A particle with charge $q$ in a magnetic field $B$ perpendicular to its momentum $p$ will have a circular trajectory with radius $R$, and this relation should hold $$ p = qRB $$

and in the relativistic limit $p \simeq E/c$ thus $$ \frac{E}{c} = q R B \implies B = \frac{E}{qRc} $$ which I assume will hold for SI units so

$$ B(T) = \frac{E(J)}{q(C)R(m)c(m/s)} $$

now my textbook reference and lecture slides say that if we want to use this formula with practical and useful dimensions, it turns into this $$ B(T) = \frac{E(GeV)}{0.3 R(m)} $$ assuming that $q=|e|$.

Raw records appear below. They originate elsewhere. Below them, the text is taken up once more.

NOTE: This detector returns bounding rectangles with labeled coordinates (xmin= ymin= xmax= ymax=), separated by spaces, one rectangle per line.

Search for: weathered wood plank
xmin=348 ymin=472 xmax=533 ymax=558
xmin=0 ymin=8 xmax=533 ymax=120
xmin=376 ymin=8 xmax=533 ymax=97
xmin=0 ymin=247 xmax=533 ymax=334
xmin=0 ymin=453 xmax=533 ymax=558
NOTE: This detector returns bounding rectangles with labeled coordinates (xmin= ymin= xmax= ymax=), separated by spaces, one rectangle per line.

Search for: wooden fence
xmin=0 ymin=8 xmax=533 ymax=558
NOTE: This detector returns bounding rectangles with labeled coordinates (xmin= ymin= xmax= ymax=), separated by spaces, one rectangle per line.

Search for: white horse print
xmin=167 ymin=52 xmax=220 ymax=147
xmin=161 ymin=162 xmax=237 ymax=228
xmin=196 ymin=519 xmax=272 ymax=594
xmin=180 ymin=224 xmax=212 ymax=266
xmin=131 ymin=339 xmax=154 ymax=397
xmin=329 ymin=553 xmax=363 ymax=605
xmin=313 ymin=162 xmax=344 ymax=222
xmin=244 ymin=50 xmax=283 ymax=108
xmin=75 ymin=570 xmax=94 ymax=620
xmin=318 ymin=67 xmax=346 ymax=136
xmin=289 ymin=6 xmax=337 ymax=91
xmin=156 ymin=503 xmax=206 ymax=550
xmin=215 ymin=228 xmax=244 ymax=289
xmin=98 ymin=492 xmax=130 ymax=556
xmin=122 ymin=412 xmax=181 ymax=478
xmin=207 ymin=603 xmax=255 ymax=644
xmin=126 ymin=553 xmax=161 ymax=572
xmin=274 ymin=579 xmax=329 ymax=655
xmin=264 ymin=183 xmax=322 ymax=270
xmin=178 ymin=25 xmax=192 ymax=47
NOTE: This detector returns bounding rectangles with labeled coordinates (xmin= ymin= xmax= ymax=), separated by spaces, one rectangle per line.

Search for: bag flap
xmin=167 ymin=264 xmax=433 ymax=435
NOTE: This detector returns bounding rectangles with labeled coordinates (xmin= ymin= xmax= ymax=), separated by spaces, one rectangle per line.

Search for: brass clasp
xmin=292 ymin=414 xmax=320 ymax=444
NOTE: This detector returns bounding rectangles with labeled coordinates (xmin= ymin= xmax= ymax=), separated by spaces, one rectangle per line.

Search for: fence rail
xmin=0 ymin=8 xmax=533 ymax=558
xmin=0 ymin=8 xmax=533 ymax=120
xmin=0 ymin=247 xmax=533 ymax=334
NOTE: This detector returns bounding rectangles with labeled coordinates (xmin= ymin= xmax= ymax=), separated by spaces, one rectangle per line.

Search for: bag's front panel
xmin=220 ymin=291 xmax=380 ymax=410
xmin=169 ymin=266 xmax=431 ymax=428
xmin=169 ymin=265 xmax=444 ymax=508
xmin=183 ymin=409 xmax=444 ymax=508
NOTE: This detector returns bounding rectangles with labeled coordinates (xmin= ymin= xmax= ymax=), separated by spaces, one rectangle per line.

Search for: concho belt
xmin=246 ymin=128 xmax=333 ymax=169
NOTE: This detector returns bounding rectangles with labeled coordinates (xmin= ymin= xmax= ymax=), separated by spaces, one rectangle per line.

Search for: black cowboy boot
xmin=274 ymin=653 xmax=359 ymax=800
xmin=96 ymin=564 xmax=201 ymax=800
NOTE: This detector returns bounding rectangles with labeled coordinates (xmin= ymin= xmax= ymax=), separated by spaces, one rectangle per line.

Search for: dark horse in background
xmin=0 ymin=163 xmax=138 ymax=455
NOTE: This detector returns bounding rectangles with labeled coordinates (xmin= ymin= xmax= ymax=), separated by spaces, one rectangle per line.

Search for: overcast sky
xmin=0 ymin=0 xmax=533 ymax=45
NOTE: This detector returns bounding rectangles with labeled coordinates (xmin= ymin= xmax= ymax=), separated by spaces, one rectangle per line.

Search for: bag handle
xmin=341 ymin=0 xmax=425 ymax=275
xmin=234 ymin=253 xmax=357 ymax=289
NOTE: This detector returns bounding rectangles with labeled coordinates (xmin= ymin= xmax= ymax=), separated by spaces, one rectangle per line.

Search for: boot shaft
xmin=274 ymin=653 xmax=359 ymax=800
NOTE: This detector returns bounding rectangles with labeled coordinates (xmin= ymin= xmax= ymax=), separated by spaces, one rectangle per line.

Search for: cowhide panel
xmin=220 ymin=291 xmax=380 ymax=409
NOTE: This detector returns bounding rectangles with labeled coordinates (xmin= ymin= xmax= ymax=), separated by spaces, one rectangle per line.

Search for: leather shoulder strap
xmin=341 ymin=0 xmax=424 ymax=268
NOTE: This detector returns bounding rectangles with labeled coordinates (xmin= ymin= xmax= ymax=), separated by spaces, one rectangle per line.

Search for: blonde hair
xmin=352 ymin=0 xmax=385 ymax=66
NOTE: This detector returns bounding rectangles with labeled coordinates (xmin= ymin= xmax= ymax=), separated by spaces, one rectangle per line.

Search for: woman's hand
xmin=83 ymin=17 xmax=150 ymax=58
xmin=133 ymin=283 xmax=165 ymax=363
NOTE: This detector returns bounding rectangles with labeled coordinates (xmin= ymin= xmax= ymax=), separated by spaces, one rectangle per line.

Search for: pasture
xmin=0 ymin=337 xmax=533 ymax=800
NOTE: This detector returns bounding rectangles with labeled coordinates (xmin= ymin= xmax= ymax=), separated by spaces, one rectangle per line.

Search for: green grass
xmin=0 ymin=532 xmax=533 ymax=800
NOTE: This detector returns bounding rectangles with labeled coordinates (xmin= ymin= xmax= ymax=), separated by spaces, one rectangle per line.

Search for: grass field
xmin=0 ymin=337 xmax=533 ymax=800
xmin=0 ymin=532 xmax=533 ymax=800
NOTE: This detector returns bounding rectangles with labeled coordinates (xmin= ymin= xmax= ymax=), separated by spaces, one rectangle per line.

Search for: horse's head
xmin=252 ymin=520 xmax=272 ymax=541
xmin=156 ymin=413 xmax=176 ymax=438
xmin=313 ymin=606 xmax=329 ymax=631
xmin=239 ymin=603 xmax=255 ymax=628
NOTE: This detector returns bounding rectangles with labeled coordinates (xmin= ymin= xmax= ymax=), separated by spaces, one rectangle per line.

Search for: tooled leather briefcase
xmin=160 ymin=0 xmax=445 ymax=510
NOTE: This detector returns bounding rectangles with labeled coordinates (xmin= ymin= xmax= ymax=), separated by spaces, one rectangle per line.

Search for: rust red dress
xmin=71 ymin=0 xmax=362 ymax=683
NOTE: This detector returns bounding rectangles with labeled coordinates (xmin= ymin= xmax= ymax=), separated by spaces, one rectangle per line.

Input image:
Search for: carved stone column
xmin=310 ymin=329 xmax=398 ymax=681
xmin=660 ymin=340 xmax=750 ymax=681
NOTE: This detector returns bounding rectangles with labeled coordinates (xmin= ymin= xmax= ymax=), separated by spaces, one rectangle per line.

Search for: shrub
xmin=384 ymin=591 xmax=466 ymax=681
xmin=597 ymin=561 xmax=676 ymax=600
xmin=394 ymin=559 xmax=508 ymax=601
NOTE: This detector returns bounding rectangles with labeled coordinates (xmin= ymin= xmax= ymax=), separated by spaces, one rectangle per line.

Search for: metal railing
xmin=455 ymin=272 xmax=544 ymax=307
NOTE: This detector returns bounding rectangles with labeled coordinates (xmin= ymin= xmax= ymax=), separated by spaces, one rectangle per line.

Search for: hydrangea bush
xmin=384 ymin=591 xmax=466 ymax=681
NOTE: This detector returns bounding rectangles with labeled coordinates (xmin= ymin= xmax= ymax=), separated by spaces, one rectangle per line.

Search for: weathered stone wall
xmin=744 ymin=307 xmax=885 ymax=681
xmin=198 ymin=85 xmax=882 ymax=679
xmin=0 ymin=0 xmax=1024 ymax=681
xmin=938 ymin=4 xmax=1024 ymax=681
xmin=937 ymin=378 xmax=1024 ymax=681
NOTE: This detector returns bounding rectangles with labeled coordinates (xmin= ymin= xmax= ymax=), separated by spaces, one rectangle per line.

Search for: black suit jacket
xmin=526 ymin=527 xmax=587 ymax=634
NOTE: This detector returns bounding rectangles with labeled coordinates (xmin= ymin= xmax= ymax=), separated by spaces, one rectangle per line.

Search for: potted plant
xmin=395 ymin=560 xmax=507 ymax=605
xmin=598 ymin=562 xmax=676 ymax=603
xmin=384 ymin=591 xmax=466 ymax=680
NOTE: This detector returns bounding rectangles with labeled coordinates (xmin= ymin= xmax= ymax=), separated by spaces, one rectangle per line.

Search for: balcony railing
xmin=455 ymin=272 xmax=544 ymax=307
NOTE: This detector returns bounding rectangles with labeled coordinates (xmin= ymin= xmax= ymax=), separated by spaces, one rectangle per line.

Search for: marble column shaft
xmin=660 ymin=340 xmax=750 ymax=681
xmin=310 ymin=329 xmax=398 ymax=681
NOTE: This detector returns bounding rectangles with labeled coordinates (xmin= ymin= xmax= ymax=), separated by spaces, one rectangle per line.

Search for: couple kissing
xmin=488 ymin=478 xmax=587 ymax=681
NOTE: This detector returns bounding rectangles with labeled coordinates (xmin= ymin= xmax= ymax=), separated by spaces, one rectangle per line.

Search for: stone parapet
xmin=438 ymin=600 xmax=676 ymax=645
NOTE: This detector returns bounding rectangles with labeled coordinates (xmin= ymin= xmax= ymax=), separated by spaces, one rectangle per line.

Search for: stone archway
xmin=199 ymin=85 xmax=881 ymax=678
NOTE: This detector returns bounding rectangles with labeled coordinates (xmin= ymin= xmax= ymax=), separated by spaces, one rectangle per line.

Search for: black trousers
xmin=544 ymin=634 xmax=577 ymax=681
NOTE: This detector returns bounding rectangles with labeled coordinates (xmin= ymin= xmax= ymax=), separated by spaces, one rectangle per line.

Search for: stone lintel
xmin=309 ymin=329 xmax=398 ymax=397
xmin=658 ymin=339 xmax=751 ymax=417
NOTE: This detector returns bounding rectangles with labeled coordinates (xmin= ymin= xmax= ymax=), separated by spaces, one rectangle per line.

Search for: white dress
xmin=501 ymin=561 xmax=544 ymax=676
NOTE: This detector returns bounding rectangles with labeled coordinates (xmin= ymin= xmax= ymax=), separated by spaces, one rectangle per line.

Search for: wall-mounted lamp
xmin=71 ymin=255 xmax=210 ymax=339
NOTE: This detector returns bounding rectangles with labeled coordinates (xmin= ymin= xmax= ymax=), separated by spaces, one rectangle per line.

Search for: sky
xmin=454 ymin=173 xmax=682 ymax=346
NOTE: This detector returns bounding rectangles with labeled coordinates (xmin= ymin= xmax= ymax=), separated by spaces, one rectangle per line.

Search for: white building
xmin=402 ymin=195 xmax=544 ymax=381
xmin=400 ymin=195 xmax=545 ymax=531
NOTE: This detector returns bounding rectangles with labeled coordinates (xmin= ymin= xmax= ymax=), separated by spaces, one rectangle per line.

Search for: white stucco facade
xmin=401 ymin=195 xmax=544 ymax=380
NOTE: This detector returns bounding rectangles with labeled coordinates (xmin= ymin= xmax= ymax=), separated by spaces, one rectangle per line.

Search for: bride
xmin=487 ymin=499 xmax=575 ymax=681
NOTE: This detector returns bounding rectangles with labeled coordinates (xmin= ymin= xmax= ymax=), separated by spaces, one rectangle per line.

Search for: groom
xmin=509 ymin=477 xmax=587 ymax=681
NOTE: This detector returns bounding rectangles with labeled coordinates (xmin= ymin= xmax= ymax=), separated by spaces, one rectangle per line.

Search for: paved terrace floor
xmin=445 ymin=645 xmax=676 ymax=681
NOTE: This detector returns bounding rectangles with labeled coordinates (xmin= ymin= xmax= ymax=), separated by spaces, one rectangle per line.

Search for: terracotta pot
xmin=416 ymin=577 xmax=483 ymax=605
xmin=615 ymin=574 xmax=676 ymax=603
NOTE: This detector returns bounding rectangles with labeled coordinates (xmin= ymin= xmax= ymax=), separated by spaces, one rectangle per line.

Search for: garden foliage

I was not able to reproduce this conversion, it seems rather simple and I do know how to convert from $eV$ to $J$ and such, but somehow it does not work in the end. If someone could show the steps explicitly it would be very useful

  • $\begingroup$ The electron charge in q and the electron charge in eV cancel, leaving you with Giga on top and speed of light on the bottom. One is 10^9. the other is 3E8, leaving you with 0.3 below. $\endgroup$ May 9 at 11:05
  • $\begingroup$ I see your reasoning but this looks wrong to me. Because if I start from eV and want to convert to GeV, I have to multiply by 10^-9 right? So it does not cancel out $\endgroup$
    – Crucio
    May 9 at 12:01
  • $\begingroup$ your conversion is in the wrong direction. $\endgroup$ May 9 at 12:40

1 Answer 1


The formula that you obtain is correct, it accomplish with the dimensional test. Please, be sure and check the formula of the referred book, maybe the magnetic induction appears in another Unit System.